Fibromyalgia is considered one of the most common musculoskeletal conditions. In fact, it is surpassed only by osteoarthritis.
In fact, it is said that over 12 million Americans are afflicted with it, and most of those are women between the ages of 25 and 60.
Women are ten times more likely to develop fibromyalgia than men. Even though it is common it is often misdiagnosed, and is widely misunderstood both by those who are suffering from it and the medical community at large.
The characteristics of fibromyalgia include fatigue, widespread joint and muscle pain, and several other symptoms.
Ultimately, fibromyalgia can lead to social isolation and even depression because it’s simply no fun being out with friends and being in pain.
Fibromyalgia is actually a syndrome, which is actually a set of symptoms. When these specific symptoms present together, they imply that there is a disease/disorder already present in the body or that there is an increased risk of developing this disease/disorder.
When it comes to the syndrome of fibromyalgia, the following symptoms often will appear together.
- Anxiety and/or depression
- Lowered threshold of pain on the tender points
- Fatigue that can be incapacitating
- Widespread pain throughout the body
A fibromyalgia flare-up is a period of time where the number and/or intensity of the fibromyalgia symptoms are increased.
The first two symptoms that are typically notices in a fibromyalgia flare-up are worsening fatigue and pain.
However, other symptoms such as an increase in cognitive dysfunction, poor sleep, and even digestive disturbances can be experienced as well.
A fibromyalgia flare-up can last for a day or two, but they also may continue for several weeks or months. The long flare-ups are the most difficult to deal with because you may fear that they’re never going to end and let you get back to normal life.

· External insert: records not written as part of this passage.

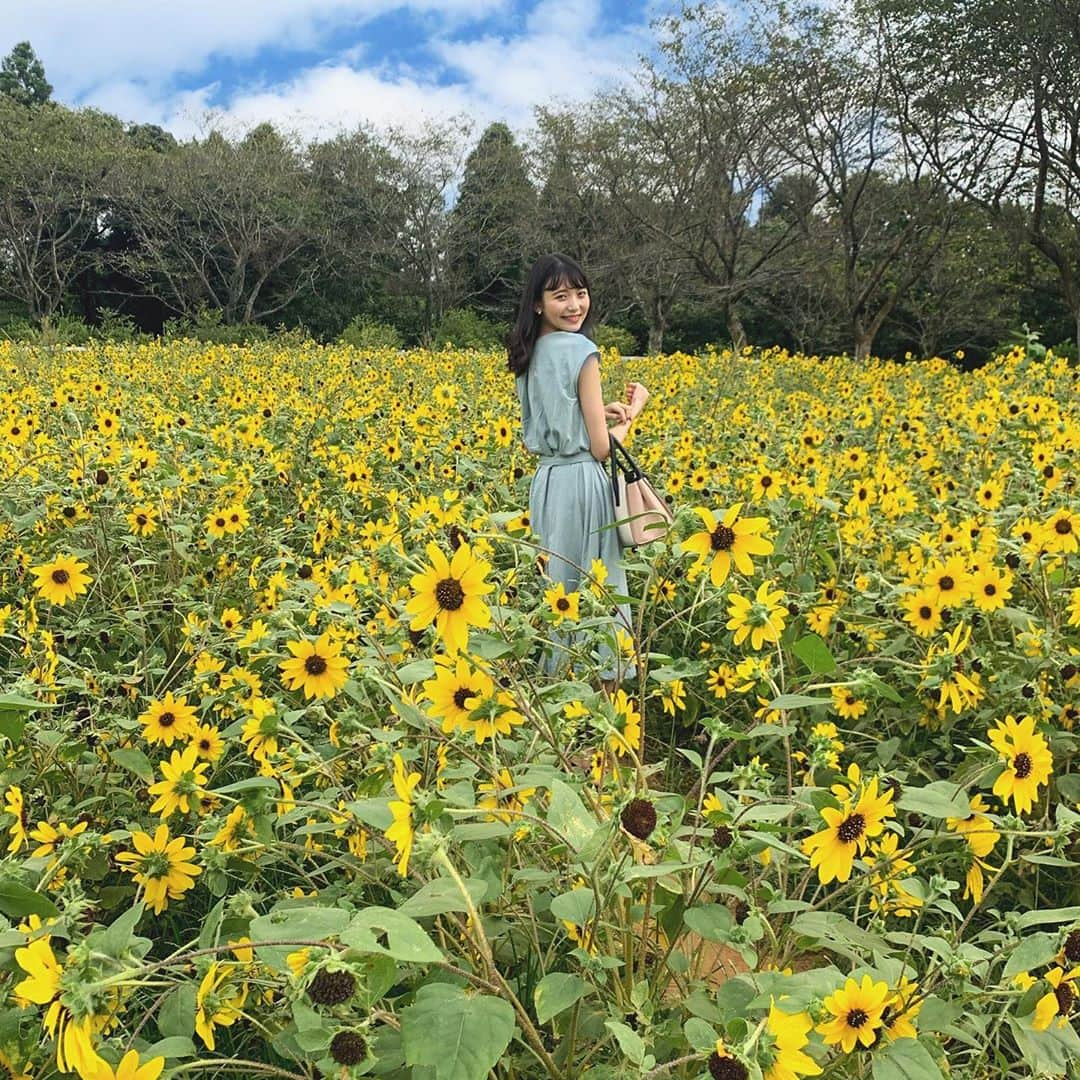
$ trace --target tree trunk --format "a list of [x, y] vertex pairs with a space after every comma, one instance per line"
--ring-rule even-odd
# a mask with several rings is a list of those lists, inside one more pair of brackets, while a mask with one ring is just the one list
[[667, 319], [664, 317], [664, 301], [654, 295], [649, 305], [649, 355], [656, 356], [664, 348], [664, 331]]
[[[1080, 322], [1077, 324], [1080, 326]], [[664, 351], [664, 327], [663, 326], [650, 326], [649, 327], [649, 355], [656, 356], [658, 353]]]
[[728, 334], [731, 335], [731, 346], [739, 352], [746, 345], [746, 328], [743, 326], [742, 316], [734, 304], [729, 304], [727, 309]]

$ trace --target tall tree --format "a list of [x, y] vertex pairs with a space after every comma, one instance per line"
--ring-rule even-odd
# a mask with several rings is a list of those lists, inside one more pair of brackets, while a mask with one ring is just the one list
[[45, 65], [29, 41], [20, 41], [0, 61], [0, 95], [19, 105], [44, 105], [52, 96]]
[[282, 310], [314, 287], [332, 222], [295, 140], [260, 124], [172, 152], [144, 150], [119, 197], [137, 239], [125, 269], [173, 310], [225, 323]]
[[52, 315], [98, 257], [123, 161], [119, 122], [92, 109], [28, 109], [0, 96], [0, 292]]
[[465, 159], [450, 215], [449, 257], [459, 302], [500, 322], [513, 318], [536, 212], [521, 147], [506, 124], [490, 124]]
[[905, 130], [939, 175], [1057, 271], [1080, 345], [1080, 7], [862, 0]]

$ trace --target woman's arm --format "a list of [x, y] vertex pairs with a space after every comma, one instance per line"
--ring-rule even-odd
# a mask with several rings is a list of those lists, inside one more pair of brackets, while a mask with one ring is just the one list
[[624, 420], [608, 430], [604, 415], [604, 388], [600, 383], [600, 361], [595, 353], [585, 361], [578, 374], [578, 400], [585, 417], [585, 430], [589, 433], [589, 451], [597, 461], [606, 461], [611, 453], [611, 436], [622, 442], [630, 429], [630, 421]]

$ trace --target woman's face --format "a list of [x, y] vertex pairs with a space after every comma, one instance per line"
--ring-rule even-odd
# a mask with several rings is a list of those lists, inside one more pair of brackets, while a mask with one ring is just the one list
[[541, 306], [534, 308], [542, 319], [540, 333], [552, 330], [568, 330], [571, 333], [580, 329], [589, 314], [589, 290], [561, 284], [554, 289], [545, 289]]

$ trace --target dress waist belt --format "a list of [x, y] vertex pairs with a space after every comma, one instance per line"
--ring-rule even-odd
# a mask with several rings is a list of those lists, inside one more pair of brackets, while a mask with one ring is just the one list
[[579, 450], [576, 454], [542, 454], [540, 465], [574, 465], [579, 461], [596, 461], [591, 450]]

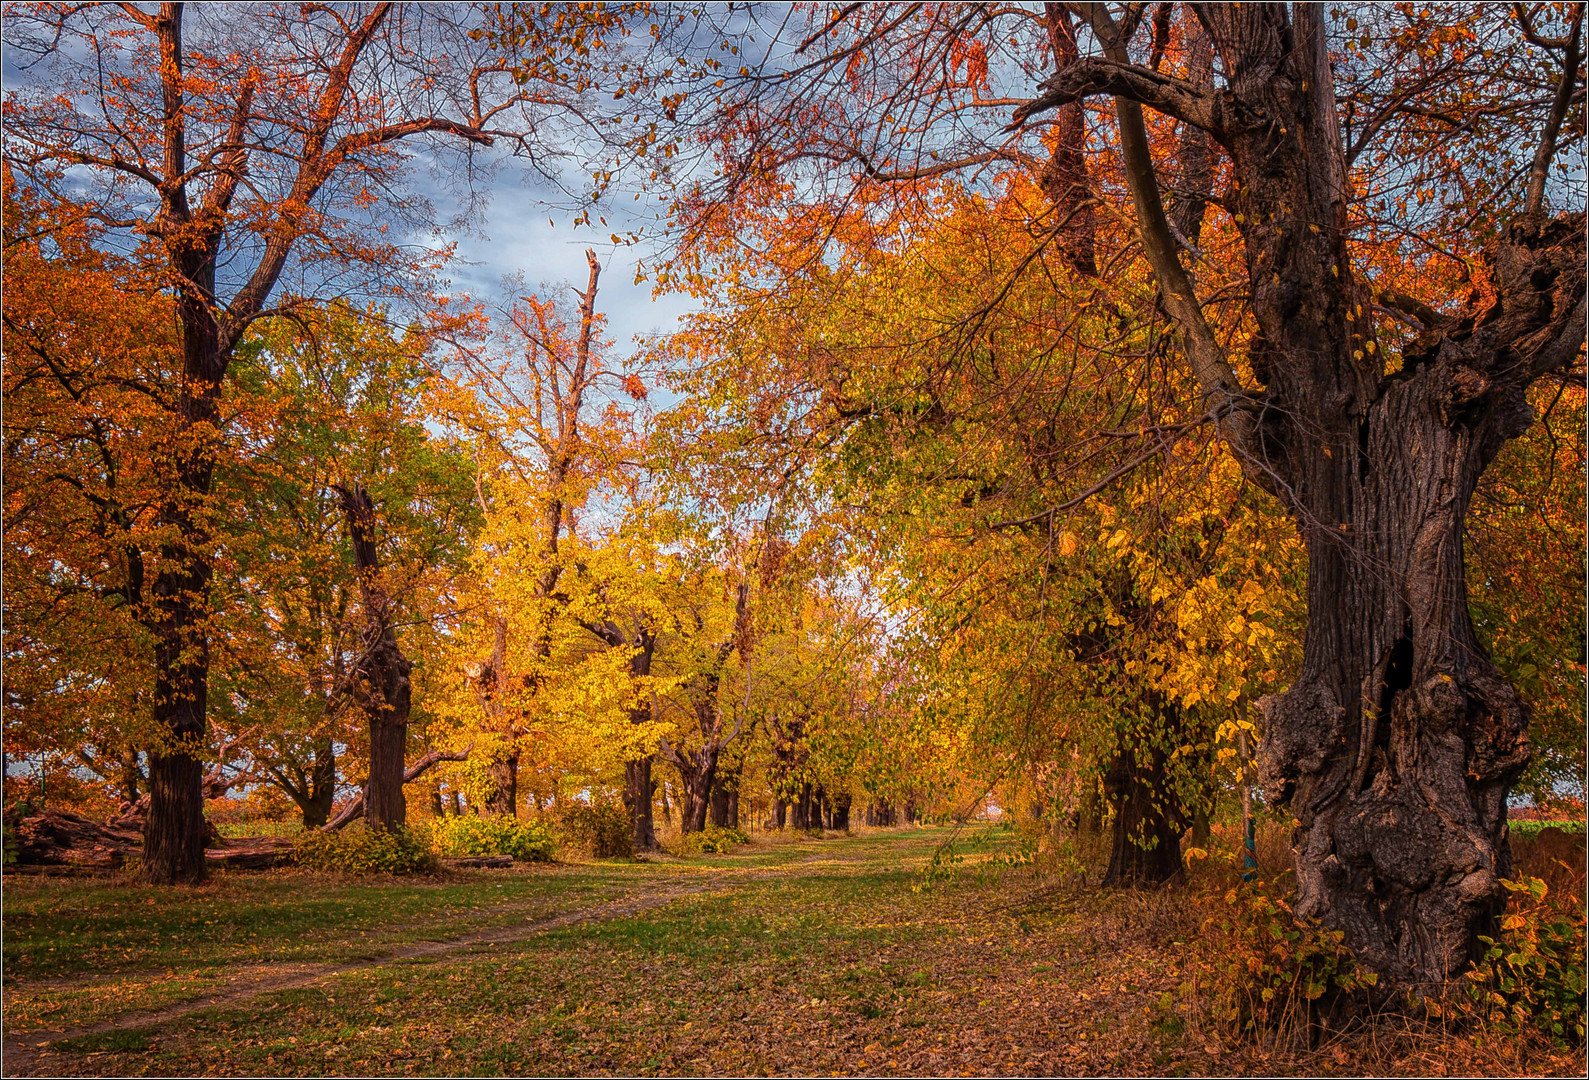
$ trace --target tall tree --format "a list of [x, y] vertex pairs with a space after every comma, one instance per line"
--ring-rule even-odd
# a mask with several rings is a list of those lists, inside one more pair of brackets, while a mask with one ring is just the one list
[[[154, 451], [164, 473], [159, 540], [140, 612], [154, 642], [152, 880], [204, 873], [206, 504], [238, 343], [255, 320], [316, 290], [423, 277], [430, 257], [389, 231], [393, 221], [428, 220], [404, 190], [405, 143], [458, 150], [467, 177], [482, 147], [533, 152], [555, 126], [549, 114], [578, 96], [555, 64], [532, 64], [516, 81], [510, 59], [471, 36], [470, 18], [390, 3], [273, 4], [246, 19], [179, 3], [6, 9], [7, 41], [31, 60], [25, 83], [7, 90], [6, 161], [82, 206], [107, 242], [150, 240], [137, 250], [173, 296], [180, 330], [181, 375]], [[531, 47], [586, 52], [606, 18], [574, 19]]]
[[519, 297], [484, 347], [456, 357], [455, 419], [474, 434], [477, 497], [491, 522], [480, 574], [493, 609], [490, 652], [467, 661], [465, 673], [489, 729], [484, 801], [494, 814], [518, 813], [525, 697], [551, 654], [559, 547], [625, 437], [614, 397], [644, 397], [638, 380], [603, 362], [601, 263], [590, 249], [585, 261], [590, 274], [574, 311], [555, 293]]

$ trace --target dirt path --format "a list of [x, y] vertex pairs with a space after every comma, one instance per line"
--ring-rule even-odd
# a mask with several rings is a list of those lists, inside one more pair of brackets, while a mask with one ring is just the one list
[[[82, 1035], [103, 1035], [111, 1031], [129, 1031], [135, 1028], [165, 1024], [189, 1013], [216, 1006], [235, 1005], [261, 994], [278, 990], [295, 990], [334, 979], [354, 971], [383, 968], [409, 960], [449, 958], [463, 956], [492, 945], [505, 945], [523, 941], [565, 926], [606, 919], [622, 918], [654, 908], [663, 907], [686, 896], [706, 892], [712, 883], [702, 882], [680, 886], [671, 884], [661, 888], [642, 889], [617, 900], [605, 901], [589, 907], [566, 911], [529, 923], [493, 926], [463, 934], [445, 941], [424, 941], [393, 948], [366, 960], [338, 964], [259, 964], [234, 969], [218, 988], [199, 997], [170, 1005], [162, 1009], [141, 1009], [124, 1013], [111, 1020], [81, 1027], [60, 1030], [30, 1031], [23, 1035], [7, 1034], [4, 1042], [5, 1076], [36, 1075], [39, 1063], [54, 1057], [51, 1043]], [[81, 980], [83, 984], [101, 981], [97, 977]]]

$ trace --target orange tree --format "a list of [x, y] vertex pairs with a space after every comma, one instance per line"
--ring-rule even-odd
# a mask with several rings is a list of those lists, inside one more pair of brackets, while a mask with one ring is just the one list
[[[407, 183], [405, 148], [453, 155], [465, 185], [487, 147], [538, 160], [577, 117], [582, 73], [621, 16], [542, 11], [513, 54], [474, 36], [488, 20], [389, 3], [261, 5], [247, 18], [180, 3], [6, 8], [8, 46], [28, 60], [7, 87], [6, 162], [130, 253], [177, 327], [172, 392], [146, 448], [158, 497], [134, 605], [153, 651], [144, 865], [155, 881], [204, 872], [207, 503], [238, 344], [303, 298], [422, 282], [440, 256], [406, 240], [431, 214]], [[515, 60], [527, 66], [515, 73]]]

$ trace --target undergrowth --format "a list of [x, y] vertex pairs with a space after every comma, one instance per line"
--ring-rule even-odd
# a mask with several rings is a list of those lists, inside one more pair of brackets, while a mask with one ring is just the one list
[[340, 832], [309, 829], [293, 841], [307, 870], [347, 874], [428, 874], [437, 867], [429, 839], [413, 829], [371, 829], [358, 822]]
[[551, 826], [541, 821], [465, 814], [432, 819], [423, 829], [444, 856], [511, 855], [518, 862], [551, 862], [557, 848]]

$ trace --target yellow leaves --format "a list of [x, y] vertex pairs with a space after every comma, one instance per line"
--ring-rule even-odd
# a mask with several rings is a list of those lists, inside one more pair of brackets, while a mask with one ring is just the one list
[[1111, 536], [1104, 540], [1104, 547], [1109, 551], [1114, 551], [1118, 548], [1124, 547], [1130, 542], [1131, 534], [1129, 532], [1127, 532], [1125, 529], [1116, 529]]
[[1069, 529], [1059, 534], [1059, 553], [1066, 557], [1076, 553], [1076, 534]]

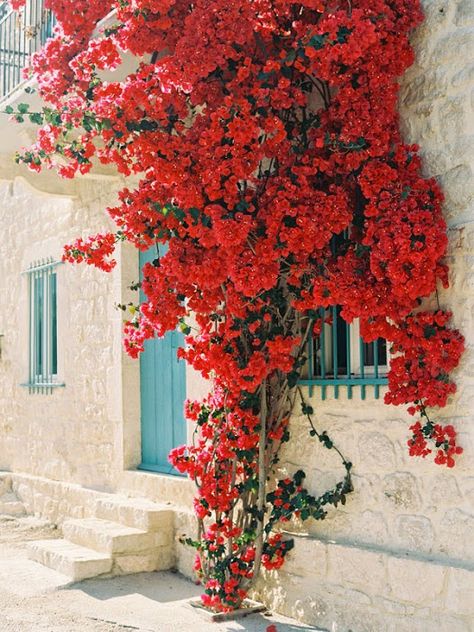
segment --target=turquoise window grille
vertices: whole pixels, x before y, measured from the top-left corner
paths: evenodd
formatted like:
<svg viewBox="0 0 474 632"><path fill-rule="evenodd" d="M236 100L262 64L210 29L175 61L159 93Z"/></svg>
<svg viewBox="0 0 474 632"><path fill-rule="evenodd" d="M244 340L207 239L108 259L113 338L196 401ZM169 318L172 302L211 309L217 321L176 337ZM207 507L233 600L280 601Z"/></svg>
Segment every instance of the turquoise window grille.
<svg viewBox="0 0 474 632"><path fill-rule="evenodd" d="M346 389L349 399L355 388L361 399L366 399L372 389L378 399L380 387L387 384L387 342L382 338L364 342L358 321L346 323L340 311L337 306L321 311L324 324L321 333L308 341L306 375L300 384L309 387L310 396L319 387L323 400L328 394L337 399L341 388Z"/></svg>
<svg viewBox="0 0 474 632"><path fill-rule="evenodd" d="M33 393L51 393L58 380L58 262L36 261L26 271L29 297L28 386Z"/></svg>

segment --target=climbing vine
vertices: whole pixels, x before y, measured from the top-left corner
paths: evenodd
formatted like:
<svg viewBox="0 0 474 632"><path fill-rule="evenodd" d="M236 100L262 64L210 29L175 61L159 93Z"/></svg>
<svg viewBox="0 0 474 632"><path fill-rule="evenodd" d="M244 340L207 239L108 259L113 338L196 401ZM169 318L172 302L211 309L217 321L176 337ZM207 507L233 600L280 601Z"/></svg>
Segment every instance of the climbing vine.
<svg viewBox="0 0 474 632"><path fill-rule="evenodd" d="M298 388L322 308L340 306L364 340L392 345L385 400L417 418L410 454L434 449L451 467L461 452L453 426L427 410L454 392L463 350L449 313L421 311L448 284L442 194L403 143L396 107L419 2L49 5L56 35L30 68L47 107L10 110L41 126L18 160L64 177L94 160L139 176L108 209L117 232L76 241L65 259L109 270L118 241L156 247L125 345L136 357L147 338L179 327L181 356L210 380L207 399L186 404L193 444L170 458L197 485L199 537L188 543L203 601L232 609L261 565L283 563L292 542L281 524L323 519L352 489L350 462ZM115 79L123 53L137 66ZM342 461L340 482L319 498L302 471L274 478L295 407Z"/></svg>

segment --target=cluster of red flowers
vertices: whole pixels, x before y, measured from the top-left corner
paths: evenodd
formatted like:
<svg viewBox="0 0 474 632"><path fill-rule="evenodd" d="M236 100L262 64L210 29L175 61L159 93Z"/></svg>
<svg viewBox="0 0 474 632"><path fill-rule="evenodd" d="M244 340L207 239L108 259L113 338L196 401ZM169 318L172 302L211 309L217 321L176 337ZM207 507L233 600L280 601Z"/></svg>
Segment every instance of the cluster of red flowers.
<svg viewBox="0 0 474 632"><path fill-rule="evenodd" d="M115 240L113 233L76 239L73 244L65 247L63 261L70 263L85 261L88 265L110 272L117 263L115 259L110 258L115 250Z"/></svg>
<svg viewBox="0 0 474 632"><path fill-rule="evenodd" d="M393 331L387 404L409 404L410 414L433 406L446 406L456 390L449 377L464 351L461 334L447 326L449 312L418 312Z"/></svg>
<svg viewBox="0 0 474 632"><path fill-rule="evenodd" d="M426 421L422 426L419 421L410 426L413 432L412 438L408 441L411 456L425 457L432 453L428 447L428 440L431 440L437 449L435 463L454 467L456 454L462 454L463 449L456 445L456 431L451 424L442 426Z"/></svg>
<svg viewBox="0 0 474 632"><path fill-rule="evenodd" d="M267 570L275 570L283 566L285 555L291 546L291 540L284 540L281 533L271 535L265 542L262 564Z"/></svg>
<svg viewBox="0 0 474 632"><path fill-rule="evenodd" d="M417 148L403 144L396 110L419 1L50 6L60 25L32 71L54 124L23 160L52 166L59 154L71 177L95 156L139 176L109 213L121 238L168 249L143 270L147 300L126 325L126 346L136 356L147 338L178 325L190 334L193 315L198 331L181 353L214 391L187 406L196 441L171 460L199 489L205 603L232 608L258 568L265 519L255 504L263 385L296 383L302 332L320 326L311 323L319 308L340 305L347 321L360 319L367 341L393 343L388 403L423 414L454 392L448 374L462 337L448 328L449 314L416 313L437 283L447 284L442 195L422 177ZM114 21L94 39L112 8ZM114 80L103 71L121 52L140 60ZM65 257L108 269L113 241L79 241ZM268 410L271 462L288 439L289 411ZM414 428L410 452L425 456L432 441L435 461L451 466L459 453L451 427ZM345 502L347 491L338 488L331 502ZM280 517L324 517L307 493L295 489L296 504L282 494L268 499ZM262 562L277 568L288 545L270 532L264 540Z"/></svg>

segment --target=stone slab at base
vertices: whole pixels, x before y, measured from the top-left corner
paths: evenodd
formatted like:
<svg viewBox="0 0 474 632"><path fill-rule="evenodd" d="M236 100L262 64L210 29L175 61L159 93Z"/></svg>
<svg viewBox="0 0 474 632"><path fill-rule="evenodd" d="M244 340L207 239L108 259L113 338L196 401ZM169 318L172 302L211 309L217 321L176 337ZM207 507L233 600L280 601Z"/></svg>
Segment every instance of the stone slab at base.
<svg viewBox="0 0 474 632"><path fill-rule="evenodd" d="M33 562L51 568L74 581L82 581L112 570L112 557L67 540L36 540L27 546Z"/></svg>
<svg viewBox="0 0 474 632"><path fill-rule="evenodd" d="M267 611L267 607L264 606L263 603L258 603L257 601L252 601L251 599L244 599L242 607L237 608L237 610L232 610L232 612L211 612L203 606L199 599L193 599L193 601L189 602L189 605L196 608L209 621L230 621L232 619L242 619L243 617L247 617L249 614Z"/></svg>

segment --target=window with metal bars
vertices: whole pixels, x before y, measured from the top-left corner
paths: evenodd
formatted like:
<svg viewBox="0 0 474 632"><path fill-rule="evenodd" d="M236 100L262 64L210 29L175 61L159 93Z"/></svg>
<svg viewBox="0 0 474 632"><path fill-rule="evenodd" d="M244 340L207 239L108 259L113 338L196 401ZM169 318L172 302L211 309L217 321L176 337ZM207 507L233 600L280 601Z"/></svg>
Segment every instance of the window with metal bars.
<svg viewBox="0 0 474 632"><path fill-rule="evenodd" d="M24 81L23 69L53 35L54 26L45 0L26 0L18 11L0 0L0 99Z"/></svg>
<svg viewBox="0 0 474 632"><path fill-rule="evenodd" d="M368 387L378 399L380 387L387 384L387 342L382 338L364 342L359 322L346 323L340 312L340 307L322 310L321 333L308 341L307 371L300 384L309 386L310 395L315 386L320 387L322 399L327 398L328 388L336 399L341 388L346 389L349 399L354 388L358 388L360 397L365 399Z"/></svg>
<svg viewBox="0 0 474 632"><path fill-rule="evenodd" d="M52 259L34 262L26 271L29 297L29 370L30 392L50 393L58 380L58 262Z"/></svg>

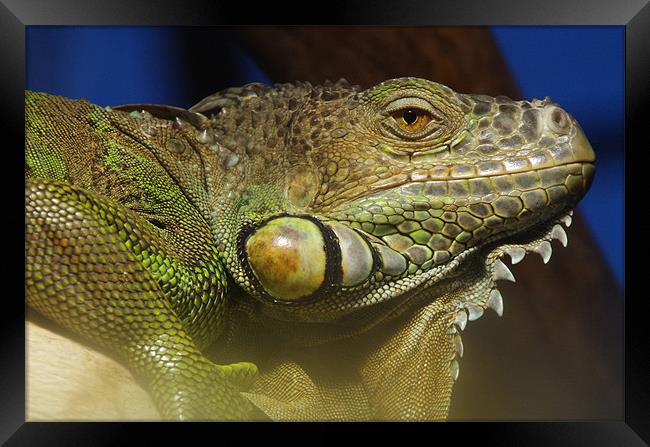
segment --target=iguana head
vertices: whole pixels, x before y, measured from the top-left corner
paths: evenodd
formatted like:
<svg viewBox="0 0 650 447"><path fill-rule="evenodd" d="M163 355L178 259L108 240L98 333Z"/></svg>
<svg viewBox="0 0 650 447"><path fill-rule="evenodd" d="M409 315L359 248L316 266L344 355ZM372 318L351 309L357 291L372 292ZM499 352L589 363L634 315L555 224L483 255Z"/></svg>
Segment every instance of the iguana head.
<svg viewBox="0 0 650 447"><path fill-rule="evenodd" d="M398 352L429 325L430 343L447 345L432 348L444 358L436 374L455 378L453 323L487 307L501 314L496 281L512 279L501 256L535 251L546 262L551 240L566 245L562 223L594 173L580 126L548 97L464 95L400 78L363 91L342 81L253 86L192 110L212 112L217 140L240 130L221 140L242 163L226 170L215 233L256 309L333 325L303 330L294 341L306 345L402 322L365 354L366 375L382 358L407 368Z"/></svg>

However, when you begin to feel a bit discouraged during one of those long fibromyalgia flare-ups, it is very important that you remind yourself that the flare-ups are indeed temporary.
Eventually, the signs and symptoms will begin to subside and you can begin to feel normal again.
The best way to prevent fibromyalgia flare-ups is to figure out what it is that is causing them, and whenever it is possible, avoid those triggers.
You should keep in mind that it may take up to 48 hours after exposure to the trigger for the fibromyalgia flare-up to happen.
One of the most common fibromyalgia flares is the weather changes. When a new front passes through, changing the barometric pressure, many with fibromyalgia will experience a change in symptoms- particularly an increase in pain.